Link to Paper: https://machinelearning.apple.com/research/illusion-of-thinking

The Four Puzzles

  1. Tower of Hanoi
    The game is to Move discs between three pegs. Rule: Never place a larger disk on a smaller one.

  2. Checker Jumping
    Players need to Swap two groups of tokens on a checkerboard by jumping. Rule: tokens jump over adjacent tokens into empty spots.

  3. River Crossing
    Ferry characters across a river without breaking safety rules (e.g., wolf can’t be left with goat).

  4. Blocks World
    Game is to Restack blocks on a table to match a goal arrangement.

Model Comparison

Researchers tested two styles of LLMs on these puzzles:

  • Direct Models: They see the puzzle and the question, then output a final answer.

  • Chain-of-Thought Models: They first generate a reasoning trace many “thought” tokens then give the answer.

Both types ran on hundreds or thousands of puzzle instances, at varying levels of difficulty. The team measured accuracy, token usage, and the content of CoT traces.

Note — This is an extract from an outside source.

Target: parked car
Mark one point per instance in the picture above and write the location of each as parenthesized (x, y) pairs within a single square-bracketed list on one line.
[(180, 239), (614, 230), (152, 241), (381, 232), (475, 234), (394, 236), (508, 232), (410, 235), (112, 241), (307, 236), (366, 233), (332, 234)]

Three Phases of Performance

As puzzle complexity grows, models show three distinct behaviors:

  • Easy Tasks
    Direct models win. CoT models waste time “thinking” step by step and perform worse.

  • Medium Difficulty
    CoT models pull ahead. Extra reasoning tokens help solve puzzles that stump direct models.

  • High Complexity
    Both types collapse to 0% accuracy. Even with huge token budgets, no model solves the hardest versions.

This reveals a surprising ceiling: more “thinking” doesn’t push models past a certain threshold.

Peeking Inside the Thought Trace

The team didn’t stop at accuracy. They analyzed CoT traces to see what “thinking” really looks like:

  • Overthinking: Models often hit the correct intermediate move early. Then they continue exploring wrong paths. That wastes compute and leads to failure.

  • Token Budget: As puzzles grow harder, models initially ramp up token usage. But near the failure point, they use fewer tokens, they literally give up before exploring all options.

These patterns hold across different LLM architectures and sizes.

Even with a Recipe, They Fail

To test if hints help, researchers provided the exact algorithm for each puzzle in the prompt. You’d think this would boost performance. It didn’t. Models still hit the same difficulty ceiling. The hard limit remains, even when they know the rules in detail.

Final Thoughts

  • Chain-of-Thought Isn’t Real Reasoning
    CoT helps a bit on medium tasks, but it’s not genuine logic. It’s pattern matching over extended tokens.

  • Fundamental Limits Exist
    LLMs fail completely on sufficiently hard, rule-based puzzles — even with more computing power or explicit algorithms.

  • Overthinking Can Hurt
    Extra reasoning can waste tokens and reduce accuracy on easier tasks.